Possibilité de prévoir au contrat de travail des clauses particulières comme une prime d’arrivée

Un contrat de travail peut contenir des clauses très variées, pour coller parfaitement aux spécificités de l’entreprise, au poste à pourvoir et au profil du salarié recruté.

Si certaines clauses sont indispensables (qualification, rémunération, durée du travail, etc.) des clauses facultatives peuvent s’envisager dès lors qu’elles ne sont pas contraires à l’ordre public. Certaines sont très connues comme la clause de mobilité ou de non-concurrence. D’autres beaucoup moins mais ont tendance à se développer.

C’est le cas de la clause fixant un prime d’arrivée ou un bonus de bienvenue (parfois appelée « golden hello »).

Une difficulté particulière de recrutement ou la volonté d’attirer un bon profil peut en effet vous pousser à verser une prime lors de l’embauche.

Mais peut-on assortir cette prime d’arrivée à une condition de présence dans l’entreprise pendant une certaine durée pour fidéliser le salarié ? Cette question vient d’être débattue par les juges.

Validité d’une clause prévoyant une prime d’embauche sous condition de remboursement

Dans cette affaire le salarié, opérateur sur les marchés financiers, a reçu 150 000 euros en guise de prime d’embauche. Son contrat de travail prévoyait le versement de cette prime dans les 30 jours de son entrée en fonction mais aussi son remboursement partiel (au prorata du temps restant à faire) en cas de démission dans les 36 mois suivant la prise de poste. Or ce salarié démissionne 14 mois après. Dans la semaine qui suit, l’employeur exige alors le remboursement partiel de la prime (près de 80 000 euros) par mise en demeure. Face au refus du salarié, il finit par aller en justice. S’il obtient d’abord gain de cause aux prud’hommes, la cour d’appel rejette sa demande au motif que la condition que le salarié ne démissionne pas après le versement a pour effet de fixer un coût à la démission, portait ce faisant atteinte à la liberté de travailler du salarié.

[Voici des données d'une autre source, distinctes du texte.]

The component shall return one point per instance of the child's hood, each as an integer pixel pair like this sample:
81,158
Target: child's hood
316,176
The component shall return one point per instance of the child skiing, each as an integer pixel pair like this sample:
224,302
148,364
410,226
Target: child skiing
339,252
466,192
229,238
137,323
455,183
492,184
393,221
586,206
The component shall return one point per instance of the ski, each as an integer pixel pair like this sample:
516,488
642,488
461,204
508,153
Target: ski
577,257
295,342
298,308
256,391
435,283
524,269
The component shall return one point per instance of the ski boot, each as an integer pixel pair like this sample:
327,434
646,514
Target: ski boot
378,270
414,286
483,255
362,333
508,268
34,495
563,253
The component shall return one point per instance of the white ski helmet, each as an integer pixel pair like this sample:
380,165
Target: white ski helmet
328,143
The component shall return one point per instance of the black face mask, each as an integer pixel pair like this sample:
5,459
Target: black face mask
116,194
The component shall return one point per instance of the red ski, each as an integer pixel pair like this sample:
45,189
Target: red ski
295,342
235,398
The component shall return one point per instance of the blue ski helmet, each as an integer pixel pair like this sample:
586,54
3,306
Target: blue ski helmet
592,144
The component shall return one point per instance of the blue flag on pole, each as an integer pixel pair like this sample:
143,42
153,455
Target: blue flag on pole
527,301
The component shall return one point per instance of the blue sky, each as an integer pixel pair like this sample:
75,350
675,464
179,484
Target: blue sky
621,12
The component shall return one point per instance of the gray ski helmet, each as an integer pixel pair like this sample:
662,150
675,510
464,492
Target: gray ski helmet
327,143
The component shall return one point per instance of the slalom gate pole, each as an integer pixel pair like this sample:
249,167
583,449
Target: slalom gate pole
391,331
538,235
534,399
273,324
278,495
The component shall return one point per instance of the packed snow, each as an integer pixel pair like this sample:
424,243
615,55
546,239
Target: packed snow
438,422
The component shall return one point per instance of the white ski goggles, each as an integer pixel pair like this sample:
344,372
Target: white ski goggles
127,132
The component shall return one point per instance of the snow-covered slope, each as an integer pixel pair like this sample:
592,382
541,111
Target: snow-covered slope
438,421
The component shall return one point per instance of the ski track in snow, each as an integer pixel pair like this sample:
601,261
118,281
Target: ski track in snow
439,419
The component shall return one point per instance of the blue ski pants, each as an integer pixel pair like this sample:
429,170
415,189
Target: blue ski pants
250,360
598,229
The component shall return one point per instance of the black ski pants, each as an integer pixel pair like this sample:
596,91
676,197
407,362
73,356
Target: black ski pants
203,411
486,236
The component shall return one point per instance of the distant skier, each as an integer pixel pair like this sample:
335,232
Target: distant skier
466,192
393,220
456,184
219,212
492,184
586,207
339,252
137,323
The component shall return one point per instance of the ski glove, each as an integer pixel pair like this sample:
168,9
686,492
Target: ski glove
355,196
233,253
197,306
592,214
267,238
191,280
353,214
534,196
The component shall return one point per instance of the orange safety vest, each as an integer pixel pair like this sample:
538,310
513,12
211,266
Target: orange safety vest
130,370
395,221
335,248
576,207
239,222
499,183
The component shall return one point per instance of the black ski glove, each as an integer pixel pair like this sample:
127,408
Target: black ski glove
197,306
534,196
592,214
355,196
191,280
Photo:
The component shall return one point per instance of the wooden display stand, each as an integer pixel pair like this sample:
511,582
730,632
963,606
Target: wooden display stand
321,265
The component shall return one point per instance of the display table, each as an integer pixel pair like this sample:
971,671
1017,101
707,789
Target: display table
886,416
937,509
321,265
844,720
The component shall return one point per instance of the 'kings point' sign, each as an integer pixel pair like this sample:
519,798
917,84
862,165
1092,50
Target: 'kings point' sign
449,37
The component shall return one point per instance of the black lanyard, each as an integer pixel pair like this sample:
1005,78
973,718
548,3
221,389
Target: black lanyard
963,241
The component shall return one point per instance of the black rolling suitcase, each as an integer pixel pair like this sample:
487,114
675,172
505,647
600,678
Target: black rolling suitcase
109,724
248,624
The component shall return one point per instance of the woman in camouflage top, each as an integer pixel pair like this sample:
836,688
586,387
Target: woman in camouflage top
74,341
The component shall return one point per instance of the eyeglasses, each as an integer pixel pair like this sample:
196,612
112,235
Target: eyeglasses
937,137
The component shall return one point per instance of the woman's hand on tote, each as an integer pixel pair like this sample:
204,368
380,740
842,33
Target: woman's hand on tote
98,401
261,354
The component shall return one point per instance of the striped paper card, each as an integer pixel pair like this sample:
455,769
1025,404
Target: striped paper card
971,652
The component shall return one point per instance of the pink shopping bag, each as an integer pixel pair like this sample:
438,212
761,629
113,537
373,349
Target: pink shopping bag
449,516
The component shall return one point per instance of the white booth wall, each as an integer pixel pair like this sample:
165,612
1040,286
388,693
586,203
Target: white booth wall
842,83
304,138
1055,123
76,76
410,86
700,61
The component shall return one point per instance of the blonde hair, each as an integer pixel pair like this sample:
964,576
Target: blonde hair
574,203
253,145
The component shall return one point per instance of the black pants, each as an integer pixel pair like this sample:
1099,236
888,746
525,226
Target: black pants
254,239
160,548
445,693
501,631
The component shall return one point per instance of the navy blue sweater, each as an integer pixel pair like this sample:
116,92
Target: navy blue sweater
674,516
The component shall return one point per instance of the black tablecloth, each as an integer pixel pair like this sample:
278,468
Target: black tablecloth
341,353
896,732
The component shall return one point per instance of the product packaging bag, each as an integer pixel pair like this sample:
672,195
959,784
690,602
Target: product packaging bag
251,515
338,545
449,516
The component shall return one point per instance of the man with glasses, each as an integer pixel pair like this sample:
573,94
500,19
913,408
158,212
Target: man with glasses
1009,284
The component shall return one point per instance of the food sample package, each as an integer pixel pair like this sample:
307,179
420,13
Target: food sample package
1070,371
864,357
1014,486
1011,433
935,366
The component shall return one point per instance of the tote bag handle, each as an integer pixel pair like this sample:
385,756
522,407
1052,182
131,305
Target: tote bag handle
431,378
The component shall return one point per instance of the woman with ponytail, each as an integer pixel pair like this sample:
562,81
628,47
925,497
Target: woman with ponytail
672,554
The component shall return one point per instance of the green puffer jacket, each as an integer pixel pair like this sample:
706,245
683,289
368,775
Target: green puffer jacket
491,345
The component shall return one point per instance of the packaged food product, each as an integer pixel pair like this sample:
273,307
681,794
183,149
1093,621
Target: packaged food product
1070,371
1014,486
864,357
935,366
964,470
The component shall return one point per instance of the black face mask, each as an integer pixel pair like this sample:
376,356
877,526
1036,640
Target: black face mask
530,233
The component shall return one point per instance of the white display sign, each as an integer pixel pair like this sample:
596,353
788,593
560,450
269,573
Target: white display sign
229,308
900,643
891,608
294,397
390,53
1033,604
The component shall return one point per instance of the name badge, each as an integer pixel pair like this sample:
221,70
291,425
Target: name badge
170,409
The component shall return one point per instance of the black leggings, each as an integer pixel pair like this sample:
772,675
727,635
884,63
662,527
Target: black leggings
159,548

Mais la Cour de cassation prend une position inverse. Elle rappelle que certes nul ne peut apporter aux droits des personnes et aux libertés individuelles et collectives des restrictions qui ne seraient pas justifiées par la nature de la tâche à accomplir ni proportionnées au but recherché. Mais pour elle, une clause destinée à fidéliser le salarié avec lequel on veut collaborer dans la durée peut subordonner une prime d’arrivée à une condition de présence (et prévoir un remboursement au prorata du temps qui n’aura pas été passé dans l’entreprise du fait de la démission) sans porter une atteinte injustifiée et disproportionnée à la liberté du travail. La prime d’arrivée doit être indépendante de la rémunération de l'activité du salarié.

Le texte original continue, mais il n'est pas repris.